Post by Berto » 23 Jan 2018, 17:14

michael mills wrote:Were the bodies of the killed villagers found? Did they support the thesis of a shelling of the village, or did they just have bullet wounds? Did the bodies of Bernardi and Vassallo show signs of burning?
Bernardi and Vassallo were taken to a building in 4, Corso Trieste, and soon after other inhabitants (including Mr Costanzo Lerda and Vassallo's mother-in-law) heard "inhuman screams" coming from there. On the following day, after the Germans were gone, the bodies of the two men were found in the courtyard of the building. They were entirely burned and almost unrecognizable; in the words of Stefano Pellegrino, the town clerk, "they were so contracted that they almost looked like children". Vassallo's daughter, Liliana (then 18, she died at age 87 in 2012) "identified" his body, but there was not much left to identify. In fact, if you go at page 39 of this pdf http://www.meetingmostre.com/detail.asp?c=1&p=0&id=4094 you can see a photo of Vassallo's body.

Since most of the population survived – people were killed at random or when they wouldn’t or couldn’t leave their homes, it was not an all-out massacre like Marzabotto or Sant’Anna – what happened is widely known, from what the villagers themselves stated. Peiper and his soldiers entered the village unopposed (there were clashes between the Germans and the partisans, but these occurred outside the village, in the nearby woods and mountains), remained there for some time, then they got their two prisoners back and they started burning the village.
Bartolomeo Ghinamo, a deaf-mute living in Via Vigne, was gunned down when he tried to put on the fire after Peiper’s men had set his house afire.
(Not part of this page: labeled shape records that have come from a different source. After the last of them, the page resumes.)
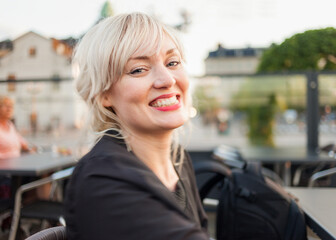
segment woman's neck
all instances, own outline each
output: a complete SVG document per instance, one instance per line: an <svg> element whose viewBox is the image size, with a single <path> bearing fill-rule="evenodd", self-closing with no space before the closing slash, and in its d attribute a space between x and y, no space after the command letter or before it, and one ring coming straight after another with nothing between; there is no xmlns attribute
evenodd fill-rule
<svg viewBox="0 0 336 240"><path fill-rule="evenodd" d="M8 119L0 119L0 127L2 129L8 130L9 129L9 120Z"/></svg>
<svg viewBox="0 0 336 240"><path fill-rule="evenodd" d="M178 175L171 160L172 132L162 135L133 134L127 140L134 154L168 189L174 190Z"/></svg>

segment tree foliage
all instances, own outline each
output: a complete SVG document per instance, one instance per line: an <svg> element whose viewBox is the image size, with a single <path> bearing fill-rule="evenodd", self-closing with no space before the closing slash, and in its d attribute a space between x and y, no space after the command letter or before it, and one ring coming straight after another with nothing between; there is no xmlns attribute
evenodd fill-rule
<svg viewBox="0 0 336 240"><path fill-rule="evenodd" d="M113 8L112 8L110 1L106 1L100 11L100 15L99 15L99 19L97 23L103 20L104 18L111 17L113 15L114 15L114 12L113 12Z"/></svg>
<svg viewBox="0 0 336 240"><path fill-rule="evenodd" d="M336 70L336 29L308 30L280 45L272 44L258 66L258 72L283 70Z"/></svg>

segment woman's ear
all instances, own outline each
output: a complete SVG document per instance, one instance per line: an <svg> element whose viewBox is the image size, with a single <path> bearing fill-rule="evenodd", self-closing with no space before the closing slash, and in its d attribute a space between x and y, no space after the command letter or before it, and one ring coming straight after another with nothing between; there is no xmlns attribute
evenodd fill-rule
<svg viewBox="0 0 336 240"><path fill-rule="evenodd" d="M104 93L101 101L104 107L113 107L111 93L109 92Z"/></svg>

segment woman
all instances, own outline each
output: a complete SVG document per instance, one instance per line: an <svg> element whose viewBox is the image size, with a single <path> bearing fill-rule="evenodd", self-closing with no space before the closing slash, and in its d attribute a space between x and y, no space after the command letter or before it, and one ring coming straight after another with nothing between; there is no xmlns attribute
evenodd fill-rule
<svg viewBox="0 0 336 240"><path fill-rule="evenodd" d="M65 200L69 239L208 239L189 157L173 141L188 120L188 79L173 31L153 18L105 19L74 62L91 126Z"/></svg>
<svg viewBox="0 0 336 240"><path fill-rule="evenodd" d="M27 142L11 122L13 106L12 99L0 96L0 160L19 157L21 151L29 151Z"/></svg>

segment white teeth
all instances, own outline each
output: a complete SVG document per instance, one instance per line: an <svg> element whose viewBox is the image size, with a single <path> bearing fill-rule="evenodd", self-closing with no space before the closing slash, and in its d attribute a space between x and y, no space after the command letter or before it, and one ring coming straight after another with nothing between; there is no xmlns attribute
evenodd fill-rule
<svg viewBox="0 0 336 240"><path fill-rule="evenodd" d="M159 99L151 104L152 107L168 107L178 103L176 96L172 96L166 99Z"/></svg>

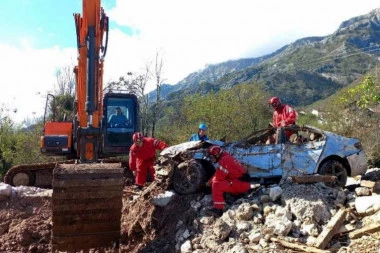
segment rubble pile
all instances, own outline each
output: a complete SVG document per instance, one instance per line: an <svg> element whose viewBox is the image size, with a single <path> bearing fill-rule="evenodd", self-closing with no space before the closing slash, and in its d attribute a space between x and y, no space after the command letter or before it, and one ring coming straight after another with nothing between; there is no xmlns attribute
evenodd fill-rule
<svg viewBox="0 0 380 253"><path fill-rule="evenodd" d="M119 249L90 252L380 252L380 169L346 188L291 179L226 195L219 218L210 192L175 194L161 177L124 187ZM50 252L51 190L0 184L0 252Z"/></svg>

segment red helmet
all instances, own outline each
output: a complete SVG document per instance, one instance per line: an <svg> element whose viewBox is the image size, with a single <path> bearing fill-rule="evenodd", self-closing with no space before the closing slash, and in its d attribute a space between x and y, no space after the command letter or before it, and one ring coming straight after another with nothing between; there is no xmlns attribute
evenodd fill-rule
<svg viewBox="0 0 380 253"><path fill-rule="evenodd" d="M133 142L136 142L137 140L142 140L143 138L144 136L140 132L136 132L132 136Z"/></svg>
<svg viewBox="0 0 380 253"><path fill-rule="evenodd" d="M278 99L278 97L271 97L269 100L268 100L268 104L272 105L273 103L278 103L280 102L280 99Z"/></svg>
<svg viewBox="0 0 380 253"><path fill-rule="evenodd" d="M212 145L208 149L209 155L213 155L213 156L216 156L216 155L220 154L221 152L222 152L222 149L219 146L216 146L216 145Z"/></svg>
<svg viewBox="0 0 380 253"><path fill-rule="evenodd" d="M281 105L281 101L278 97L271 97L269 100L268 100L268 104L273 106L274 108L277 108Z"/></svg>

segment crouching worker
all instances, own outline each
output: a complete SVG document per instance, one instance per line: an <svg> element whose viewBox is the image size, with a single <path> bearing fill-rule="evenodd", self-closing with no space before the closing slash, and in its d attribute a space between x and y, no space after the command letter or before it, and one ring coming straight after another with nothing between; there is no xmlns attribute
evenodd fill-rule
<svg viewBox="0 0 380 253"><path fill-rule="evenodd" d="M129 168L133 172L135 184L141 190L147 180L148 173L154 180L154 163L156 161L156 150L168 147L163 141L151 137L144 137L142 133L136 132L132 136L133 145L129 151Z"/></svg>
<svg viewBox="0 0 380 253"><path fill-rule="evenodd" d="M219 165L214 176L206 183L206 186L211 186L214 206L205 210L205 212L208 215L219 217L223 214L225 205L224 193L240 194L257 187L257 185L239 179L246 174L245 168L238 160L219 146L211 146L208 154L211 162Z"/></svg>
Giacomo Dalmasso, a 29-year-old cart driver, was shot multiple times but survived after 93 days in hospital, as the bulled dit not hit any vital organs. Francesco Dalmasso, a disabled veteran, was shot dead while trying to escape through the fields.
Caterina Bo, a 87 year old woman who could not move from her bed, was burned alive when Peiper’s men set fire to her house.
Adriana Masino, an inhabitant of Boves, testified to Colonel Chiorando on 12/1/1968 (for Peiper’s trial) that she and her brother Giacomo were dragging a cart through a street, when they met two Germans; they raised their hands, and Giacomo moved towards them saying that he could speak two languages. One of the two soldiers made a gesture to the other, and Giacomo Masino was shot dead on the spot.
Michel and Piero Sopra, when testifying to the military chaplain Luigi Feltrin for the identification of Don Mario Ghibaudo’s body, stated that they too were fleeing from the village when they met some German soldiers; one of them shot Michele Agnese, their grandfather, in the head. Don Ghibaudo gave Agnese the absolution, and was shot dead in turn. This happened around 18:00 in Via Badina.